Evaporative enrichment and time lags between δ¹⁸O of leaf water and organic pools in a pine stand

Understanding ecosystem water fluxes has gained increasing attention, as climate scenarios predict a drier environment for many parts of the world. Evaporative enrichment of ¹⁸O (Δ¹⁸O) of leaf water and subsequent enrichment of plant organic matter can be used to characterize environmental and physiological factors that control evaporation, based on a recently established mechanistic model. In a Pinus sylvestris forest, we measured the dynamics of oxygen isotopic composition (δ¹⁸O) every 6 h for 4 d in atmospheric water vapour, xylem sap, leaf water and water-soluble organic matter in current (N) and previous year (N-1) needles, phloem sap, together with leaf gas exchange for pooled N and N-1 needles, and relevant micrometeorological variables. Leaf water δ¹⁸O showed strong diel periodicity, while δ¹⁸O in atmospheric water vapour and in xylem sap showed little variation. The Δ¹⁸O was consistently lower for N than for N-1 needles, possibly related to phenological stage.

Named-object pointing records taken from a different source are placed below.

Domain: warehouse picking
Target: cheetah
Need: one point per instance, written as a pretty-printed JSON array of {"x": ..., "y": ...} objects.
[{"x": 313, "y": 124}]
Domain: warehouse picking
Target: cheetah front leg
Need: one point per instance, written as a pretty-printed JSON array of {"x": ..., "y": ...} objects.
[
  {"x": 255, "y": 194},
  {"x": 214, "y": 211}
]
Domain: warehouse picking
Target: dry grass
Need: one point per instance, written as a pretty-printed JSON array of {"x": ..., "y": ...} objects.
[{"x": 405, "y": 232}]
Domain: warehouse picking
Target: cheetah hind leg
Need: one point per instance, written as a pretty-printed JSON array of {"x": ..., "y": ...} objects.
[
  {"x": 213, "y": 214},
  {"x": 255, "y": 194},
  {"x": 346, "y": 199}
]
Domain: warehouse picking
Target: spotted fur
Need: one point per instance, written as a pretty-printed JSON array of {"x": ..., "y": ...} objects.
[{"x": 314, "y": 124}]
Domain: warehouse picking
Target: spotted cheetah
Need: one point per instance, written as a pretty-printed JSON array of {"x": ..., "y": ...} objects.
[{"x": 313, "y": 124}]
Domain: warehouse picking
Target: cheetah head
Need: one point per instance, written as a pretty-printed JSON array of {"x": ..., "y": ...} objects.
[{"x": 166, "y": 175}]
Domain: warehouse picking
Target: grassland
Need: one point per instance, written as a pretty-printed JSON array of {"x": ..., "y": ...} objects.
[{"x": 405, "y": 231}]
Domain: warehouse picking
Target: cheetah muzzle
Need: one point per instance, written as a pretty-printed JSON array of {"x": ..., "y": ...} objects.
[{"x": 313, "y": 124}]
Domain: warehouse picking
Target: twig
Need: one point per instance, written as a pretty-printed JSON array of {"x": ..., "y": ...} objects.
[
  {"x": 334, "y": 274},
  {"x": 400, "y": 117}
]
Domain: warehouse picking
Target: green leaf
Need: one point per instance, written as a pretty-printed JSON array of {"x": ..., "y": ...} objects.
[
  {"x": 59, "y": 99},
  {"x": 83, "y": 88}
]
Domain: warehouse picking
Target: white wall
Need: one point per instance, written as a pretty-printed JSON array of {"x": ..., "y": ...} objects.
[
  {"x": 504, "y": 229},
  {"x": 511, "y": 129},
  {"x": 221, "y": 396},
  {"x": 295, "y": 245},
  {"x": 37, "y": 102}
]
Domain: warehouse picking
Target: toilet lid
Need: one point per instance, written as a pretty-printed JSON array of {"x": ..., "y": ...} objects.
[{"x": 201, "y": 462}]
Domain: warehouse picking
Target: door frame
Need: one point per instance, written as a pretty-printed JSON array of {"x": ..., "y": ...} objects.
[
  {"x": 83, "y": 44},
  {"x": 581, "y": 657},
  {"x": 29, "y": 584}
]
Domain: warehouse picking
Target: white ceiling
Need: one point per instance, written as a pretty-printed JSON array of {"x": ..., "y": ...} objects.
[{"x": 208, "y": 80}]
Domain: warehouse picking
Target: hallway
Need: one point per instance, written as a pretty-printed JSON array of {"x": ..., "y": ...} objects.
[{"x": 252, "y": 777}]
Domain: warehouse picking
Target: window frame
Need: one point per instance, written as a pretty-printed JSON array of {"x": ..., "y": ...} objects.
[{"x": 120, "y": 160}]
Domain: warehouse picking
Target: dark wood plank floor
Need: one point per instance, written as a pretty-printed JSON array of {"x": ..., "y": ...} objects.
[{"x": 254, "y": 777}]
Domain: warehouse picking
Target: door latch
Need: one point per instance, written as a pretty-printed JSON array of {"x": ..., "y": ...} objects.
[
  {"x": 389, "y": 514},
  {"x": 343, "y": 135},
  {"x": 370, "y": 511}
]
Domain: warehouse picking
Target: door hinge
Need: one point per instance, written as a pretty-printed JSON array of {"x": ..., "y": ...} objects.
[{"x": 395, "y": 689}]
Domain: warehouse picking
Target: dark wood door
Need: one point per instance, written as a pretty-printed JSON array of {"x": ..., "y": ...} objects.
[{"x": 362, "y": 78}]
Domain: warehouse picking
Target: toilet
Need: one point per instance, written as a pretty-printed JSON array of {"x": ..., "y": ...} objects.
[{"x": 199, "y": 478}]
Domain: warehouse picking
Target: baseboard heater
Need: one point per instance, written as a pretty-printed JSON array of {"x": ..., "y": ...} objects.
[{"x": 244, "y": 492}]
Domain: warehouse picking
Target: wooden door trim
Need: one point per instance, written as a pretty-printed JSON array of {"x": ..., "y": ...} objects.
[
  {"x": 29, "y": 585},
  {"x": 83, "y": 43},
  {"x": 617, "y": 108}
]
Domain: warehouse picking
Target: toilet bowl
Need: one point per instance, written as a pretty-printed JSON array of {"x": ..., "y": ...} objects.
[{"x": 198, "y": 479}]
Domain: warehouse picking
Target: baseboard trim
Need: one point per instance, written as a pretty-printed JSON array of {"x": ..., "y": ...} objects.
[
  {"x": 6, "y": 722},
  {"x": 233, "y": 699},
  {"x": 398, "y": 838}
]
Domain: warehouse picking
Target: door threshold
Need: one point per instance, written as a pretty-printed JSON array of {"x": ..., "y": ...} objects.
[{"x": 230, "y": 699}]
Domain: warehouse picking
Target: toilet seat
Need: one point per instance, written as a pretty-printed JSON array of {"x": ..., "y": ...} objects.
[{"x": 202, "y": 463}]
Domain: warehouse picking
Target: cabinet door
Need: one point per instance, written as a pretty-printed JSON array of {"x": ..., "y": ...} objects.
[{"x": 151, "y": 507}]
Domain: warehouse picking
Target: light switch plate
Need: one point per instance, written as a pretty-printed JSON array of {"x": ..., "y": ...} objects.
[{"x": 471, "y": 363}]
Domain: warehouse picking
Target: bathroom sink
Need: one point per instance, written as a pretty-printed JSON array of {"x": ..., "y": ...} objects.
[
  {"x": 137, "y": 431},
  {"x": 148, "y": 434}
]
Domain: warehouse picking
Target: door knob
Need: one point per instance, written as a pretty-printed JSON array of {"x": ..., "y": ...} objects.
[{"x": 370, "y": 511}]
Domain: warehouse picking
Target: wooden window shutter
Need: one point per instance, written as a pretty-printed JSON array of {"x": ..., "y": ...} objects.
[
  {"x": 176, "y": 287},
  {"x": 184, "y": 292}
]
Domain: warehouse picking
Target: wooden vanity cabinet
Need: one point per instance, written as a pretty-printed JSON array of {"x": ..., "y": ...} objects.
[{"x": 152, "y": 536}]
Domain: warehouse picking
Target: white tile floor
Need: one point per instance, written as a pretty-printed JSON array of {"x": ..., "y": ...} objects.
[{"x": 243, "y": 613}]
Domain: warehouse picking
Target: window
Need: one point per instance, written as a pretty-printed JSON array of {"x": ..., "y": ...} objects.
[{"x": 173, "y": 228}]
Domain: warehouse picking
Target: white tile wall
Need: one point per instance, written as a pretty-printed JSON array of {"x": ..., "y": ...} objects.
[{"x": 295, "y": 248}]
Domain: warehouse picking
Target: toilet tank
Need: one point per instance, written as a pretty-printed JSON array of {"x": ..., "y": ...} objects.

Modelled leaf water Δ¹⁸O showed good agreement with measured values when applying a non-steady state evaporative enrichment model including a Péclet effect. We determined the time lags between δ¹⁸O signals from leaf water to water-soluble foliar organic matter and to phloem sap at different locations down the trunk, which clearly demonstrated the relevance of considering these time-lag effects for carbon transport, source-sink and carbon flux partitioning studies.